BUGS AND LIMITATIONS
Note that this is still an alpha release.
If using rsync for the copy mechanism, it is recommended that you use the "--delete" and "--checksum" options. Otherwise, if the content of the directory structure varies slightly from system to system, then you may potentially sync different files from some servers than from others.
Since the copies will be performed between machines, you must be able to log into each source server to each target server (in the same group). Since empty passwords on ssh keys are insecure, the default ssh arguments enable the ssh agent for authentication (the -A option).
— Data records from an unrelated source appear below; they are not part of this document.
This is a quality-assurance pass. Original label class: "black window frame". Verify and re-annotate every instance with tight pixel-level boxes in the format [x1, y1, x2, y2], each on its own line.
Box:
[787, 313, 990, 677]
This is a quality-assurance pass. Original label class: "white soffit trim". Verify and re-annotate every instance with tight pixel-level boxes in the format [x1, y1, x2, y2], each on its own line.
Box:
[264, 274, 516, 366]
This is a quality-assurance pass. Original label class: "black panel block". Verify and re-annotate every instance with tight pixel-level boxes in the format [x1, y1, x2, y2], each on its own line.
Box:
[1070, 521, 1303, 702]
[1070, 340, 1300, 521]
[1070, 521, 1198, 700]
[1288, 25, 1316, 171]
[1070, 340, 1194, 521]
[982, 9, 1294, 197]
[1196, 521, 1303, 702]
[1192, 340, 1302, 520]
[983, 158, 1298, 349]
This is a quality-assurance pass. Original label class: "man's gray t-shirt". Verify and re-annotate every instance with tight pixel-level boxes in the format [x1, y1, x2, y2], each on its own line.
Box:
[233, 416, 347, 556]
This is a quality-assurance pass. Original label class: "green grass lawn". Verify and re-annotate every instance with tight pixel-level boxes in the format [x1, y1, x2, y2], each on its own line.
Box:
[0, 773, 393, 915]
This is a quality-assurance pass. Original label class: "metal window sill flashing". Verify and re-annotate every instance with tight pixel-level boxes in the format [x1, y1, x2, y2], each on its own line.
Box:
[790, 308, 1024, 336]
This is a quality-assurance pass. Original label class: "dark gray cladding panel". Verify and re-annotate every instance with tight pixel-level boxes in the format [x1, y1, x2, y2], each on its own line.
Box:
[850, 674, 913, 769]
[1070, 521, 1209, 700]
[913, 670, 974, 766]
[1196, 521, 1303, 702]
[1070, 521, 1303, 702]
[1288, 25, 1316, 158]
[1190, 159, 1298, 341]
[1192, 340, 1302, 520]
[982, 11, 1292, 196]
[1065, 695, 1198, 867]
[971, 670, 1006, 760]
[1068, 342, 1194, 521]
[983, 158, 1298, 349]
Note that each server will need an entry in .ssh/known_hosts for each other server.
There are no known bugs in this module. Please report problems to VVu@geekfarm.org. Patches are welcome.
SEE ALSO
http://www.geekfarm.org/wu/muse/CascadeCopy.html
AUTHOR
Alex White <vvu@geekfarm.org>
LICENCE AND COPYRIGHT
Copyright (c) 2007, Alex White <vvu@geekfarm.org>
. All rights reserved.
All rights reserved.
Redistribution and use in source and binary forms, with or without modification, are permitted provided that the following conditions are met:
- Redistributions of source code must retain the above copyright notice, this list of conditions and the following disclaimer.
- Redistributions in binary form must reproduce the above copyright notice, this list of conditions and the following disclaimer in the documentation and/or other materials provided with the distribution.
- Neither the name of the geekfarm.org nor the names of its contributors may be used to endorse or promote products derived from this software without specific prior written permission.
THIS SOFTWARE IS PROVIDED BY THE COPYRIGHT HOLDERS AND CONTRIBUTORS "AS IS" AND ANY EXPRESS OR IMPLIED WARRANTIES, INCLUDING, BUT NOT LIMITED TO, THE IMPLIED WARRANTIES OF MERCHANTABILITY AND FITNESS FOR A PARTICULAR PURPOSE ARE DISCLAIMED. IN NO EVENT SHALL THE COPYRIGHT OWNER OR CONTRIBUTORS BE LIABLE FOR ANY DIRECT, INDIRECT, INCIDENTAL, SPECIAL, EXEMPLARY, OR CONSEQUENTIAL DAMAGES (INCLUDING, BUT NOT LIMITED TO, PROCUREMENT OF SUBSTITUTE GOODS OR SERVICES; LOSS OF USE, DATA, OR PROFITS; OR BUSINESS INTERRUPTION) HOWEVER CAUSED AND ON ANY THEORY OF LIABILITY, WHETHER IN CONTRACT, STRICT LIABILITY, OR TORT (INCLUDING NEGLIGENCE OR OTHERWISE) ARISING IN ANY WAY OUT OF THE USE OF THIS SOFTWARE, EVEN IF ADVISED OF THE POSSIBILITY OF SUCH DAMAGE.